Geoint-R1: Formalizing Multimodal Geometric Reasoning with Dynamic Auxiliary Constructions

Jingxuan Wei, Caijun Jia, Qi Chen, Honghao He, Linzhuang Sun, Conghui He, Lijun Wu, Bihui Yu, Cheng Tan

cs.AI Aug 5, 2025 · v1

Read PDF arXiv abstract Code

TL;DR

Geoint-R1 generates Lean4 code for auxiliary geometric constructions, with a 1,885-problem benchmark of Lean4-annotated geometry problems.

Abstract

Mathematical geometric reasoning is essential for scientific discovery and educational development, requiring precise logic and rigorous formal verification. While recent advances in Multimodal Large Language Models (MLLMs) have improved reasoning tasks, existing models typically struggle with formal geometric reasoning, particularly when dynamically constructing and verifying auxiliary geometric elements. To address these challenges, we introduce Geoint-R1, a multimodal reasoning framework designed to generate formally verifiable geometric solutions from textual descriptions and visual diagrams. Geoint-R1 uniquely integrates auxiliary elements construction, formal reasoning represented via Lean4, and interactive visualization. To systematically evaluate and advance formal geometric reasoning, we propose the Geoint benchmark, comprising 1,885 rigorously annotated geometry problems across diverse topics such as plane, spatial, and solid geometry. Each problem includes structured textual annotations, precise Lean4 code for auxiliary constructions, and detailed solution steps verified by experts.
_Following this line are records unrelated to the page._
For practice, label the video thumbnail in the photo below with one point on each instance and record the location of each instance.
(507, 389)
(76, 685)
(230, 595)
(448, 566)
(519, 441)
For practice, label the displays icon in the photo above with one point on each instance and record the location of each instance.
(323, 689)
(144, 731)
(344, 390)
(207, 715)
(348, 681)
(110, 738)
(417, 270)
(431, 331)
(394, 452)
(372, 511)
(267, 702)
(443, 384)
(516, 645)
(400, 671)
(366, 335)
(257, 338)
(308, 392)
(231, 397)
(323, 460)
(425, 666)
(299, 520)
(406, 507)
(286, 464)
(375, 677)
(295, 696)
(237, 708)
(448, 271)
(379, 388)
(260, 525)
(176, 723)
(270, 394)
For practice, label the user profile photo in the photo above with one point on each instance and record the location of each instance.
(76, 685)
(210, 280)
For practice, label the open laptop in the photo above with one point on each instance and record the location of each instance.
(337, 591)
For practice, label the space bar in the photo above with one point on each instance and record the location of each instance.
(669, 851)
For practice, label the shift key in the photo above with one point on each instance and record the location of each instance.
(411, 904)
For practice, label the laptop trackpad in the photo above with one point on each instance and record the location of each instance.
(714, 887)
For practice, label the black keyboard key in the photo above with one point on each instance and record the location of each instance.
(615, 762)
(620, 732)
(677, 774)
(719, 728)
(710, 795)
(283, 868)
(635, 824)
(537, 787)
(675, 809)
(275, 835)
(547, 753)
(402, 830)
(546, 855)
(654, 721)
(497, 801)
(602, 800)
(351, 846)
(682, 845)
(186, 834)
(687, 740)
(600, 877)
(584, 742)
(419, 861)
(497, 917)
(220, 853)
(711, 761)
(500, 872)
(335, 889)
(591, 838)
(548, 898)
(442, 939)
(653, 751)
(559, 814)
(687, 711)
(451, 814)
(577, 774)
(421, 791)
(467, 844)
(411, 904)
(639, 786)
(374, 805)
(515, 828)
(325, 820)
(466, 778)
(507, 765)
Extensive experiments demonstrate that Geoint-R1 significantly surpasses existing multimodal and math-specific reasoning models, particularly on challenging problems requiring explicit auxiliary element constructions.

Problem

Multimodal LLMs struggle with formal geometric reasoning, especially dynamically constructing and verifying auxiliary geometric elements.

Approach

Geoint-R1 generates formally verifiable geometric solutions from text and diagrams, integrating auxiliary-element construction, formal reasoning represented in Lean4, and interactive visualization, trained via SFT then reinforcement learning with a verification reward. The Geoint benchmark provides 1,885 annotated problems with Lean4 code for auxiliary constructions.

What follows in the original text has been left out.